PEX pipe is polyethylene pipe that is cross-linked (X-linked). Polyethylene (PE) consists of long molecules or polymer chains. When PE is heated it softens and can easily be deformed. Therefore PE pipe cannot be used for hot water service because exposure to hot water for long periods of time would cause the pipe to soften and deform (creep) under sustained water pressure inside the pipe. The deformation occurs because the polymer chains are pulled apart. This problem is solved by chemically tying the long polymer chains together so they cannot be pulled apart. This process is called cross-linking abbreviated using the letter X. Since the long polymer chains are chemically connected, they cannot separate so PEX does not deform or creep when used long term in hot water service.
There are three different processes used to manufacture PEX. The three processes are referred to as a, b, and c. The difference in the three processes is the chemistry used to create the X (cross-links) that ties the polymer chains together:
PEXa adds chemicals (peroxides = oxidants) to the PE which create highly reactive free radicals which attack the PE chains causing them to bond together. Unfortunately, free radicals are oxidizers and they actually make the PE less stable and more prone to oxidative degradation because the PE is partially oxidized (degraded) during its manufacture.
PEXb uses a process which is not based on free radicals and therefore the PE becomes cross-linked without exposure to oxidation processes.

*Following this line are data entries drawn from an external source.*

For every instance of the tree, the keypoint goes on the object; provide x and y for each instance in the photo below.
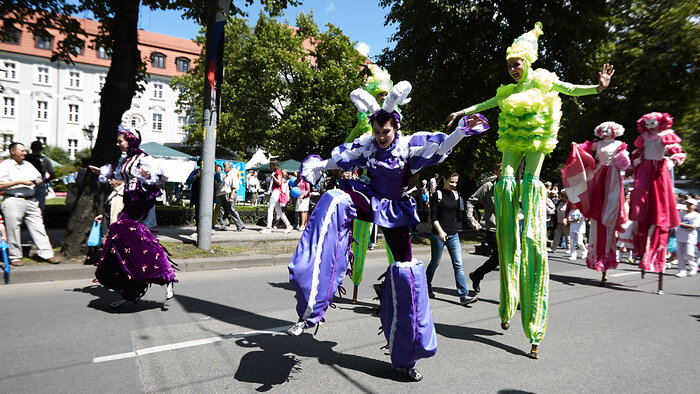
(285, 89)
(454, 52)
(119, 31)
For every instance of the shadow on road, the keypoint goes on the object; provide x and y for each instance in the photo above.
(476, 335)
(577, 280)
(105, 297)
(276, 362)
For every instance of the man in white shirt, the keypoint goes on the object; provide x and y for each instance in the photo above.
(18, 180)
(228, 200)
(44, 166)
(254, 187)
(687, 239)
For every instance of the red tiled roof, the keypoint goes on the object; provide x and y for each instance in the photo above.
(149, 42)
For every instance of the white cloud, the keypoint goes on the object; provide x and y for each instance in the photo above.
(363, 48)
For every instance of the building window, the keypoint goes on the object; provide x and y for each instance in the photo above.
(158, 60)
(72, 148)
(8, 108)
(181, 122)
(10, 35)
(104, 53)
(43, 75)
(158, 90)
(42, 111)
(73, 110)
(6, 141)
(9, 70)
(79, 48)
(74, 79)
(43, 42)
(183, 64)
(157, 122)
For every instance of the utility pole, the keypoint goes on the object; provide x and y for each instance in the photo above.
(218, 10)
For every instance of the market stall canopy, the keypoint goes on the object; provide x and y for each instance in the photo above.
(288, 165)
(161, 151)
(260, 157)
(176, 165)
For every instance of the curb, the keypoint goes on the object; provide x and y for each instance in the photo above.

PEXc process involves two steps. The first step involves manufacture of PE pipe coils. The PE pipe coils are then sent to another company which uncoils the PE pipe and exposes the pipe to high energy radiation. The radiation attacks the PE pipe making the PE polymer chains reactive with each other. Unfortunately the energized PE polymer chains are also reactive with oxygen in the air and also the antioxidant stabilizers in the pipe which stabilize the pipe against degradation during use. The PEXc X-linking process bombards the pipe with an uneven dose of high energy radiation so that the pipe is not uniform in composition around its circumference. The antioxidants in the plastic formulation are destroyed by the high energy radiation, and because the radiation dose is not uniform around the pipe, the final PEX pipe is not uniform in its resistance to oxidation during use, especially when the pipe is used in hot water service.
To summarize, PEXa and PEXc processes both involve oxidation chemistry which partially oxidizes (degrades) the pipe during the manufacturing process while PEXb process does not involve oxidation chemistry.
Which Type of PEX is Best?
PEXb is best because the antioxidants are not destroyed during the X-linking process and the pipe is not exposed to oxidative processes. Therefore, PEXb is inherently more oxidation resistant than PEX a or PEXc. Since, it has been our experience that the main cause of failure of PEX is oxidation, PEXb is best because it is inherently more oxidation resistant.